Sibling squabble inspires innovative tax teaching method

by | Aug 6, 2017

Runners of all varieties have a thing or two to learn from Michele Meckfessel and her tax research students.
Michele Meckfessel

Michele Meckfessel, assistant professor of accounting, co-authored the “The Not So Pokey Hokies” case study, which received the 2017 American Taxation Association Teaching Innovation Award. (Photo by August Jennewein)

It started with a simple yet frustrating question.

“As a runner, how do you deal with race fees on your taxes?”

On a typical day, perhaps Michele Meckfessel, assistant professor of accounting at the University of Missouri–St. Louis, wouldn’t be irritated by the inquiry. But coming from her sister who immediately dismissed the advice, it made a lasting and award-winning impact.

Complaining of the conversation to her research partners, Mollie Adams and Kerry Inger, Meckfessel realized she wasn’t alone. Adams experienced a similar incident with a friend, and while airing their frustrations, the researchers realized there were additional layers to the question.

While in a majority of instances racing expenses are not tax deductible, the trio began analyzing situations where expenses could be deducted. All runners in their own right, the friends realized they stumbled upon their next project – a case study tasking students to identify tax issues related to members of a fictional running club.

“That’s how it all got started – out of a desire to work on another project and frustration with folks close to us who were not taking our tax advice,” Meckfessel said. “We were like, ‘Seriously? Some people would consider us tax experts and yet you’re telling us we don’t know what we’re talking about.’”

As Virginia Tech alumnae, the team had a perfect name for the case and the running club: “The Not So Pokey Hokies.”

All 12 taxpayers presented in the case are based on real people who participate in a range of running activities, including charitable race participation, nonprofit running organization management, nationally competitive racing, pacing, competitive team membership, coaching and collegiate sports.

Specific concepts explore hobby versus for-profit activity classification, independent contractor versus employee role classification, income recognition, expense deductibility, charitable contribution deductions and athletic scholarship taxation.

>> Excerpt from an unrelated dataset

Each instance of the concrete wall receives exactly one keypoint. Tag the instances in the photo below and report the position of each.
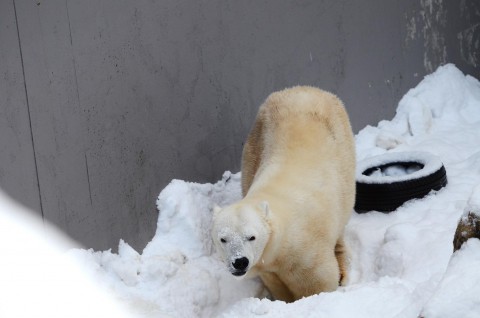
(103, 102)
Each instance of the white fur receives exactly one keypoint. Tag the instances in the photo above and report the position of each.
(298, 181)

The catch: students will find limited court cases on running, forcing critical thinking and extended research to address underlying issues.

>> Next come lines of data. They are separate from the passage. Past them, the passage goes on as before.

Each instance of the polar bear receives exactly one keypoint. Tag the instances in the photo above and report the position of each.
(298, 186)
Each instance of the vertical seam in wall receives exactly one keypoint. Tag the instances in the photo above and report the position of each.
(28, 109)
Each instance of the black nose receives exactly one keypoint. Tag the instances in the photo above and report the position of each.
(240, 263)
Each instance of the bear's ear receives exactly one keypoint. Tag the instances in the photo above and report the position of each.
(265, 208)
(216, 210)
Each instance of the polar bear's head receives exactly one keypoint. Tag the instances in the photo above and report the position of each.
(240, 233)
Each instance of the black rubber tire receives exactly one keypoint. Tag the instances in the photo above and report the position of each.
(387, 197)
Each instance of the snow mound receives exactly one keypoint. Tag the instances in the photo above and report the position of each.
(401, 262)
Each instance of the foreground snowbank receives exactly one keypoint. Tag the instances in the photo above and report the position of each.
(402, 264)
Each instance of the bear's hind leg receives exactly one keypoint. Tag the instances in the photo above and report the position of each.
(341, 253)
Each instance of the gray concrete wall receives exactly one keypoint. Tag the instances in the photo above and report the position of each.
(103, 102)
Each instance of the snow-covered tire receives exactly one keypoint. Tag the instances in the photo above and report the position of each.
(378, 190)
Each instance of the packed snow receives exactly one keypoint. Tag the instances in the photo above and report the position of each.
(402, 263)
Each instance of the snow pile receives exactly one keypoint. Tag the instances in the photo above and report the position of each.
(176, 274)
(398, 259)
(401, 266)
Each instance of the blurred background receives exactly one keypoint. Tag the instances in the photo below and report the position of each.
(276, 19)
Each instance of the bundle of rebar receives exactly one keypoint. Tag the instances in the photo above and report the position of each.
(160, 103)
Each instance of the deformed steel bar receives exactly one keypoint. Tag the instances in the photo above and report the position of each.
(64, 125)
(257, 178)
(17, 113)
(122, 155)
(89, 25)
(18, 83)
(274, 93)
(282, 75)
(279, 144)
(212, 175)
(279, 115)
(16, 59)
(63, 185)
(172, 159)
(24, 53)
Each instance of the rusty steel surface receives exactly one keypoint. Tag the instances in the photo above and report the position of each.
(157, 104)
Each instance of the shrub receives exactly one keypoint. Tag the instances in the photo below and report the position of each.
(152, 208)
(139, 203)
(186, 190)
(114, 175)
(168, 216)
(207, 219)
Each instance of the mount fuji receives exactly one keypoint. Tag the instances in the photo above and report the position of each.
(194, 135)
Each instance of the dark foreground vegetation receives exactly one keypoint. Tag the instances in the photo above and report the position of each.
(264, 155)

“It’s the realization that you might have a very specific venue for your particular taxpayer, but those issues relate to a wide variety of taxpayers,” Meckfessel said. “If students think about the activities that are behind the actual details, they will find the similarities.”

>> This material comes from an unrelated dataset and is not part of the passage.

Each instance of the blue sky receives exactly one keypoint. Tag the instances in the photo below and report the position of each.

Meckfessel incorporates the case in her Tax Research course each semester and often smiles at the initial student response.

“Many come back complaining that they can’t find any court cases on running,” Meckfessel said. “If you look at the fact patterns, you’re going to be able to connect the dots. At the end, they come back around and are like, ‘OK – that’s actually really cool.’”

Other tax experts seem to share the students’ admiration as the case earned the 2017 American Taxation Association Teaching Innovation Award. True to form, the submission and acceptance for this award came a bit unexpectedly.

Meckfessel, Adams and Inger presented the case at an American Taxation Association mid-year meeting before it was published in Issues in Accounting Education. Afterward, an audience member approached them and recommended they apply for the ATA award. They went for it, and after a period of silence and review of other impressive cases, the team assumed they hadn’t won.

Then one evening in May, Meckfessel’s bike ride was interrupted by a surge of text notifications coming to her watch. Fearing the consequences of reading and biking, she finished her ride before switching to her phone and deciphering the long chain of celebratory emojis.

“I had to go all the way back through this text stream to see the original ‘We won!’ text,” Meckfessel recalled. “But I still didn’t know what they were referring to. It was so funny because my watch was just exploding, and I couldn’t read anything.”

May continued to be an exciting month for the researchers as they received word to revise and resubmit a journal article on the links between restatements and tax aggressiveness while also developing their next project idea.